The Best Part? It's Never Going to be Main, Mera Rhino, Aur Woh

I mentioned security above because Sudan seems more trustworthy than most men, who are ready to hump anything with an appropriate hole. So what if Sudan lives with two, and the only surviving, females of his species? At least he's told me the truth: he is doing them for the survival of his species--and he's not succeeding at that. How many men do you know who would be that honest?

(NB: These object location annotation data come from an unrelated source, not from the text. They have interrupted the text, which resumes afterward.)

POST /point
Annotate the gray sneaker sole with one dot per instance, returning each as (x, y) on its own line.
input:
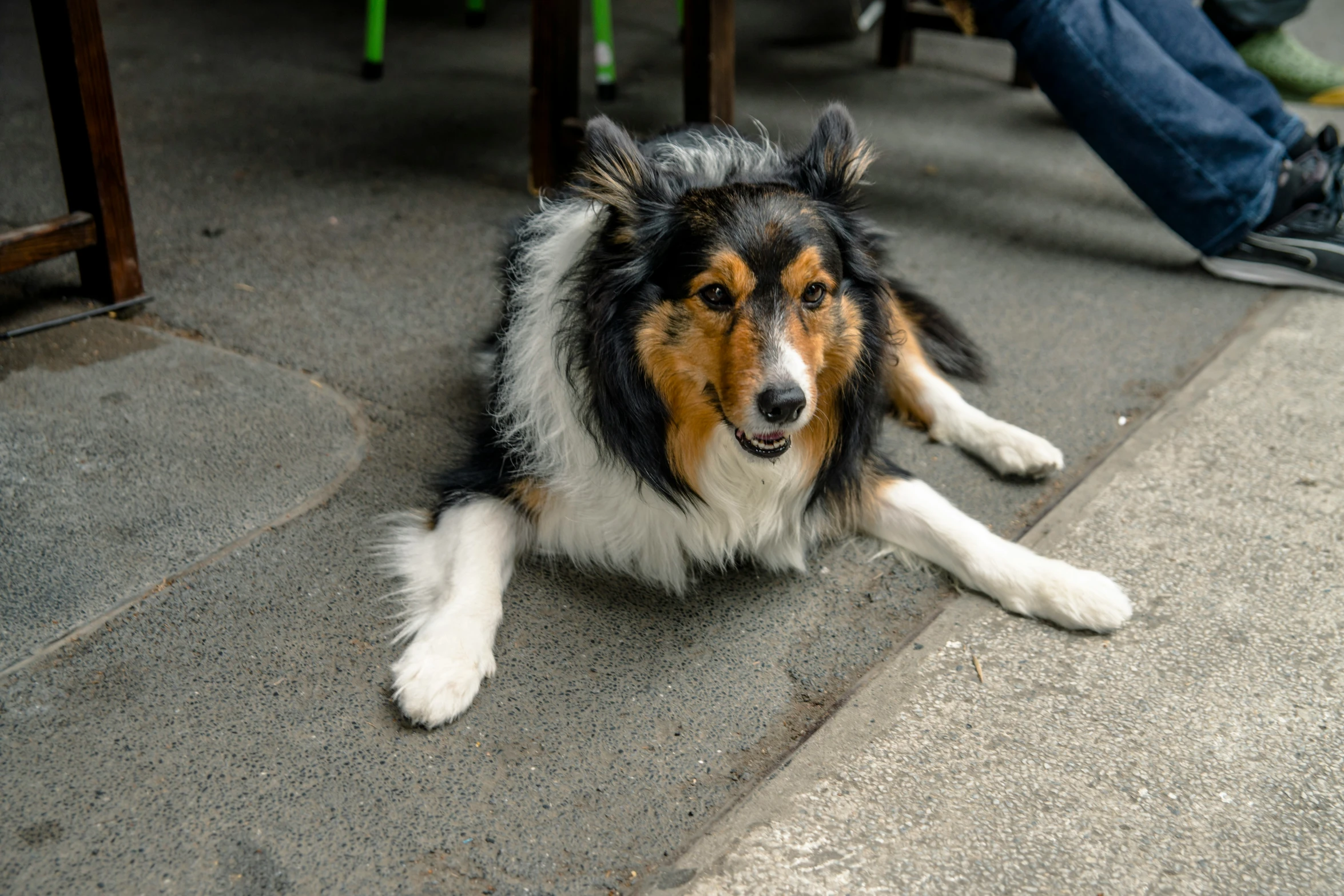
(1268, 274)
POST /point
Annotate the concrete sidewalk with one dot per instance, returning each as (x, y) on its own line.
(1195, 751)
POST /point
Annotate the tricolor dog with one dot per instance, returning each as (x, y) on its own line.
(697, 352)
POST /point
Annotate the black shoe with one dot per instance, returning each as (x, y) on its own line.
(1304, 244)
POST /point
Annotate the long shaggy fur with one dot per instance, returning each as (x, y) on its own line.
(697, 351)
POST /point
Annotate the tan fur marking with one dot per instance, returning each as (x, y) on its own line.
(727, 269)
(678, 370)
(805, 270)
(839, 339)
(530, 496)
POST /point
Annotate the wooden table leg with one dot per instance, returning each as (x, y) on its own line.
(897, 45)
(79, 91)
(555, 129)
(709, 49)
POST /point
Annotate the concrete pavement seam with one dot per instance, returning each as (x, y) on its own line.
(882, 692)
(362, 426)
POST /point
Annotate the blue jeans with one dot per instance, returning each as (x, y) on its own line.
(1164, 100)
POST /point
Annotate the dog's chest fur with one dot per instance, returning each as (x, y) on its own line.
(596, 508)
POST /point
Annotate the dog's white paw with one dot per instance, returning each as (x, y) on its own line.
(1015, 452)
(437, 679)
(1077, 598)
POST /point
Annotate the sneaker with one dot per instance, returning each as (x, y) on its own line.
(1296, 71)
(1304, 244)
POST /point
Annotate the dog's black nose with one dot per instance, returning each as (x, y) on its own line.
(781, 405)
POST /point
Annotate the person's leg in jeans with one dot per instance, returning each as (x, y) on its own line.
(1191, 39)
(1206, 167)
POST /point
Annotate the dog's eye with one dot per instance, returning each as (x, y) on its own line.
(813, 293)
(717, 297)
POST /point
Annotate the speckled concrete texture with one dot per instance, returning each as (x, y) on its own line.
(127, 456)
(1195, 751)
(293, 214)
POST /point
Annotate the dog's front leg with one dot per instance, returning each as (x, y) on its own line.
(913, 516)
(921, 394)
(454, 585)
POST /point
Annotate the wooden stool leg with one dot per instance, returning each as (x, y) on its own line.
(897, 45)
(555, 129)
(79, 91)
(709, 49)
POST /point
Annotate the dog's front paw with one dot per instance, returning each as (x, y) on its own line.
(1078, 598)
(437, 679)
(1015, 452)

Lack of Spark Will Never Be a Problem With Us

You know how most couples complain about the spark wearing off gradually from the relationship and boredom setting in? In my relationship with Sudan, that's never going to be a problem because I've chalked out the best romantic and everlasting date plans with him already. No temporary, materialistic candle-light dinners or movie dates for us--just regular mud baths and long walks in those African jungles will bring us closer to each other and closer to mother nature.

Don't judge! He loves mud and I am willing to make a few adjustments for a partner as loyal as him.

Also read: Every man is an a**hole in his own special way. And no, I am not a man hater 

I Am Sure He'll Turn Me Into a Better, Healthier Person
Sudan's favourite meal is African grass and that has multiple advantages for me. Firstly, no junk food and weight gain. Just clean eating and green, leafy veggies on lunch dates. Secondly he'll turn me into a vegetarian and that's a great cause, right?

In Fact, His Love Has Already Helped Me Grow
What's true love if it doesn't help you discover yourself and grow? Even without meeting me, Sudan has already helped me do that. I've realized how my love for animals and well, aversion to certain kind of men has reached an all-time high. So much so, that I don't mind turning into a rhino's cow in life!

Yes, from this point onwards, that's my only real ambition in life. In fact, as I type my last words, I am already setting out to hit the salon and get myself a customized grey tan because we must look like a great couple when we finally meet.